Friday, May 30, 2008

Airport's net profit continued to rise

Background

Malaysia Airport Holdings Bhd ('Airport') operates 39 airports locally and 4 airports internationally, two in India (in Hyderabad and Delhi) and one each in Kazakhstan and Istanbul, Turkey.

Proposed Restructuring of Concession Agreement

Under a 1999 concession agreement, Airport was to have paid concession fees of about RM1.31 billion by early 2004 but fell behind on payments in 2001, just as air travel nose-dived in the wake of the September 11th terrorist attacks in the US. Presently, it still owes about RM840 million in concession fees to the government for the Kuala Lumpur International Airport. Under the proposed restructuring, Airport is seeking its first increase in landing and parking charges in 26 years.

Recent Financial Results

Airport has just announced its results for 1Q2008 ending 31/3/2008. Its net profit increased by 4.4% q-o-q or 28.6% y-o-y to RM91.6 million while turnover increased by 13.9% q-o-q or 23.4% y-o-y to RM409.9 million.

The 23.4% y-o-y increase in turnover was contributed by 15.1% growth in airport operations [i.e. 20.0% increase in non-aeronautical revenue (such as rental & other commercial revenue) & 10.8% increase in aeronautical revenue coming from passenger movements] and 60.5% growth in non-airport operations [mainly due to 176.8% increase in the agricultural segment]. As a result of the increased turnover, Airport's profitability has increased.

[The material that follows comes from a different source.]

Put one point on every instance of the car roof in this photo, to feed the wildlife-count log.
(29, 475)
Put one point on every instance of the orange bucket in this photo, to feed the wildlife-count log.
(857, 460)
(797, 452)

Pre-tax profit of RM122.3 million was 30.0% higher than the same quarter last year but 12.7% lower than the preceding quarter, 4Q2007. The drop in pre-tax profit was due to write-back of non-required provision of pension funds of RM34.35 million in 4Q2007. If this write-back is excluded, then Airport's pre-tax profit had actually increased by 15.7% q-o-q.

For more information on Airport's 1Q2008 financial results, see this nice presentation by the company (go here).



Valuation

Airport (closed at RM3.12 as at May 29th) is now trading at a trailing PE of 11.8 times (based on last 4 quarters' EPS totaling 26.5 sen) or at a P/Book of 1.1 times (based on NTA per share of RM2.83 as at 31/3/2008). Based on the steady growth in the topline & bottomline, I believe Airport's trailing PE is undemanding.

Technical Outlook

Airport share price is in a medium-term uptrend line, with support at RM2.70. Strong horizontal supports are at RM3.10, RM3.00 & RM2.85. Overhead resistance is at RM3.25.


Chart 1: Airport's daily chart as at May 29th, 2008 (source: Quickcharts)



Chart 2: Airport's weekly chart as at May 29th, 2008 (source: Quickcharts)

Conclusion

Based on improving financial performance, inexpensive valuation & positive technical outlook, Airport is a good stock for medium-term investment. The resolution of the long-awaited restructuring of concession agreement could be the catalyst for re-rating of this stock.